Wednesday, July 11, 2018

What role do domestic (homes) and religious spaces/settings play to represent the grimness of Dublin in Dubliners by James Joyce?

Authors often use descriptions of settings and locations in their writings to help establish the mood, draw attention to a character's station in life, or illustrate the era in which the writing is taking place. James Joyce uses both domestic and religious spaces in his collection of short stories Dubliners to show the stark, grim side of Dublin. Since Dubliners is a collection of short stories and not a traditional novel, the settings vary extremely from story to story. They take place in small homes and in bars and restaurants. There are concert halls, crowded bazaars, and quiet hotel rooms. Each setting lays bare Dublin's grimness in this time of civil unrest.
"A Little Cloud" is set in part in a somewhat disreputable bar, rife with cigar smoke. This bar is the grim backdrop where two old friends commiserate and where Chandler begins to see that his own dreams may never come to pass. In this instance, the bar seems to represent the hopelessness of yearning for things we cannot have.

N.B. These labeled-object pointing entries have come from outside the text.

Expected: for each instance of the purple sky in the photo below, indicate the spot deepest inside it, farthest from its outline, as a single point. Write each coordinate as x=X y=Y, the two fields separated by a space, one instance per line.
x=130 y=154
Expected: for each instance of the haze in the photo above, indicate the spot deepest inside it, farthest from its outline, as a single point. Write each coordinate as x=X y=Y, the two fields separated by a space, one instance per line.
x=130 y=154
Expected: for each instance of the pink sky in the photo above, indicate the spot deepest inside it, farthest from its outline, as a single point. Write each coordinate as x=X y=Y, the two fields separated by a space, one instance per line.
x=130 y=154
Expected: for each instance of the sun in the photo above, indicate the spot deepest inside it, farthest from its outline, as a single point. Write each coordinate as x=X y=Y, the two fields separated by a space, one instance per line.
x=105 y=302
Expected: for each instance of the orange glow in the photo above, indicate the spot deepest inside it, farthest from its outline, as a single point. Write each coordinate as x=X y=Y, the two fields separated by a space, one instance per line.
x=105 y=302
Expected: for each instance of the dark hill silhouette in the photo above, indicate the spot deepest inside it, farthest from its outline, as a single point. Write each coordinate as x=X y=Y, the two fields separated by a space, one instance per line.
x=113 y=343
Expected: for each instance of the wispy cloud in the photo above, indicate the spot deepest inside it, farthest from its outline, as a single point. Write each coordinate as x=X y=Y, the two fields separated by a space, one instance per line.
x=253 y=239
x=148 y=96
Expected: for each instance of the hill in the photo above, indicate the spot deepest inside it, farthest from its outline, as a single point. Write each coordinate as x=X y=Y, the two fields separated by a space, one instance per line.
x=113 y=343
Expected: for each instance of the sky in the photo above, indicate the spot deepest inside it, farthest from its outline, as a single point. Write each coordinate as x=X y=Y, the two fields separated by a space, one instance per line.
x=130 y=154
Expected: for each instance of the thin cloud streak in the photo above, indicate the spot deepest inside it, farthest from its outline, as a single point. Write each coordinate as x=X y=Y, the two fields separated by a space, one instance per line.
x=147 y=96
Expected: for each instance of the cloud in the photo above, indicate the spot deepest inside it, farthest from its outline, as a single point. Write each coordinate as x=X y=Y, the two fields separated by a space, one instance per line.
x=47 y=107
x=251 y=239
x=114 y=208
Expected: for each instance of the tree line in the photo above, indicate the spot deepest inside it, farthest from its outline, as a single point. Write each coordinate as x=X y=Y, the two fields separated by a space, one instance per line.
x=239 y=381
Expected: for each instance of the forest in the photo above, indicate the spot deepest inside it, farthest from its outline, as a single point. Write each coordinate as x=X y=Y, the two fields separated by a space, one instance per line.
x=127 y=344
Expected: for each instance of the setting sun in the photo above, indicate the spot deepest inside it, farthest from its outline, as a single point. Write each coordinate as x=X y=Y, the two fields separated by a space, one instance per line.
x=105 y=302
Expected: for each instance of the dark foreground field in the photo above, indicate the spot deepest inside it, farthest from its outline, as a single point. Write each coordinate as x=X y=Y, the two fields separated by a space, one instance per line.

"The Sisters" uses Father Flynn's home as a grim setting of sickness and death. The boy walks by the house each day after Father Flynn falls ill and looks through the windows for signs of Flynn's death. At one point after Flynn's death, people are gathered around his open coffin in Flynn's own sparsely decorated home. The fact that such a chilling funerary ritual is set in such a private location shows the grimness of Dublin through the harsh reality of sickness and death.